New York Paid Family Leave
Employees subject to a mandated closure likely do not have a right to use New York Paid Family Leave based on that closure in and of itself. Further employees caring for a child who is out of school would not be able to use New York Paid Family Leave unless the child has a qualifying serious health condition.
Key Takeaways and Recommended Next Steps
Given these potential penalties and the impact of an unexpected closure, employers with operations in New York should monitor the state guidance and maps to ensure they remain compliant with any restrictions applicable to their operations in these regions. Additionally, employers should consider creating a plan of action for responding to mandated closures or an imposition of limitations on gathering size applicable to their operations.
Finally, employers should be prepared to address concerns from employees who must travel from a restricted zone to a workplace not in a restricted zone, or vice versa.

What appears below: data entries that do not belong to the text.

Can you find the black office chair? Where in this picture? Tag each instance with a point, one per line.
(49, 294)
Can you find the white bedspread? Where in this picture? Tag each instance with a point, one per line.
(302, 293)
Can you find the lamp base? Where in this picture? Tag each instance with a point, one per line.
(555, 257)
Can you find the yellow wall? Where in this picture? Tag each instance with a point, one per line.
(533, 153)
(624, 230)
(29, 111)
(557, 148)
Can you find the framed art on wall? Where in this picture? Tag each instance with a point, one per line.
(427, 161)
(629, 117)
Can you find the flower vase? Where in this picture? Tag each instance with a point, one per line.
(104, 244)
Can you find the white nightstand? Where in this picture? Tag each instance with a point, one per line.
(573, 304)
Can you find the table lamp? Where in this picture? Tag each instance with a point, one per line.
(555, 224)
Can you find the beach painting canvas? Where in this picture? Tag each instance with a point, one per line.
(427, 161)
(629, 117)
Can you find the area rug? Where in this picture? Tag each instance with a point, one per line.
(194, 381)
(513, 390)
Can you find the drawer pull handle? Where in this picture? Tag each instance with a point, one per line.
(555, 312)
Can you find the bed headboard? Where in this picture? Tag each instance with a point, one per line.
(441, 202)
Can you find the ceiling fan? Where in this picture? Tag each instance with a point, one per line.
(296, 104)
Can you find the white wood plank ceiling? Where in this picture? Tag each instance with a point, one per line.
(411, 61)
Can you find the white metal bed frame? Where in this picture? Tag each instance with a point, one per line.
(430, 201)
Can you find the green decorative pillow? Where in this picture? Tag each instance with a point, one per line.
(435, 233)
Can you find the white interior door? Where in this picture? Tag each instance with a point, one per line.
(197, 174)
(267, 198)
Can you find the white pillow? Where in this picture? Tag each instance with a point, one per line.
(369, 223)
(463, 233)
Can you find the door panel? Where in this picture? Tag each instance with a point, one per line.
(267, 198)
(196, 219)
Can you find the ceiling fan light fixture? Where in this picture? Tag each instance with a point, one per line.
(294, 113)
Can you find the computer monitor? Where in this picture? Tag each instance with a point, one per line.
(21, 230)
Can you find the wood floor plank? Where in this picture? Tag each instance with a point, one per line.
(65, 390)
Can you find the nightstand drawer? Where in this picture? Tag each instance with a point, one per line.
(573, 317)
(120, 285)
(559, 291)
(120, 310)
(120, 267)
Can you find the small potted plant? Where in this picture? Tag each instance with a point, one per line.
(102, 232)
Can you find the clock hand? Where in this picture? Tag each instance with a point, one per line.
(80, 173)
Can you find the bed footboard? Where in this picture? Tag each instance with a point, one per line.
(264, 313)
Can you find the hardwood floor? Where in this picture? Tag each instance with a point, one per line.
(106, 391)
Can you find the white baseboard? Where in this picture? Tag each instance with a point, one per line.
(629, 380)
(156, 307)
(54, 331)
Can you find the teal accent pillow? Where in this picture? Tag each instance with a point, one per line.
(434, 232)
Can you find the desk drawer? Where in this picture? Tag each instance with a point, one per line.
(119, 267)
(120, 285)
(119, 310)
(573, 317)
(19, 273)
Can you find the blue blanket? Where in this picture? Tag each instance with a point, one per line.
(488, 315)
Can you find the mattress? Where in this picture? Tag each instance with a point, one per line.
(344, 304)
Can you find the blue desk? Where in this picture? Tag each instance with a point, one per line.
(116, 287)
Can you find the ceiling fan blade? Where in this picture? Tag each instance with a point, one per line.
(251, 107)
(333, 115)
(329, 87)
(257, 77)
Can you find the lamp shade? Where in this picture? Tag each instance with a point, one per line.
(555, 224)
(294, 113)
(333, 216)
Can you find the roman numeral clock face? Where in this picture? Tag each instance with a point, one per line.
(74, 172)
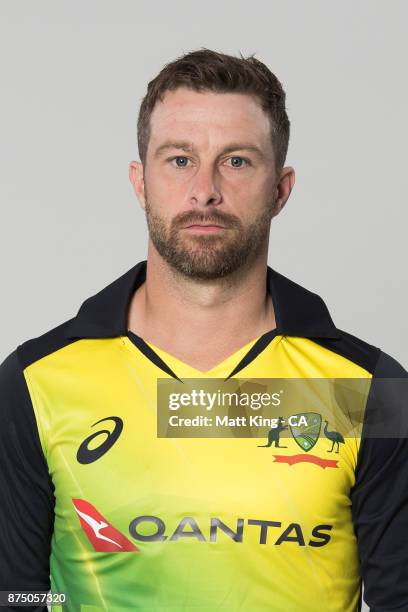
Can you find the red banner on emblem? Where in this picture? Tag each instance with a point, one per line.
(292, 459)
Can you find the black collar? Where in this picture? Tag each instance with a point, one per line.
(298, 311)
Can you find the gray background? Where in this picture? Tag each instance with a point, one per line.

By being proactive in addressing responses to these concerns, employers can stay informed on restrictions that are required of them and potentially reduce the negative impact on productivity and morale if a partial or complete shutdown ultimately is required under the cluster action initiative.
Leni Battaglia is a partner and Daniel Kadish is an associate at Morgan Lewis & Bockius LLP.
The opinions expressed are those of the author(s) and do not necessarily reflect the views of the firm, its clients, or Portfolio Media Inc., or any of its or their respective affiliates. This article is for general information purposes and is not intended to be and should not be taken as legal advice.
 New York State Executive Order 202.68, available here: https://www.governor.ny.gov/news/no-20268-continuing-temporary-suspension-and-modification-laws-relating-disaster-emergency.
 This guidance is available here: https://esd.ny.gov/ny-cluster-action-initiative-guidance.
 The address lookup tool is available here: https://covidhotspotlookup.health.ny.gov/#/home.
 The NYS paid sick leave law became effective on Sept. 30, however employees are not permitted to use accrued paid sick time under that law until Jan. 1, 2021.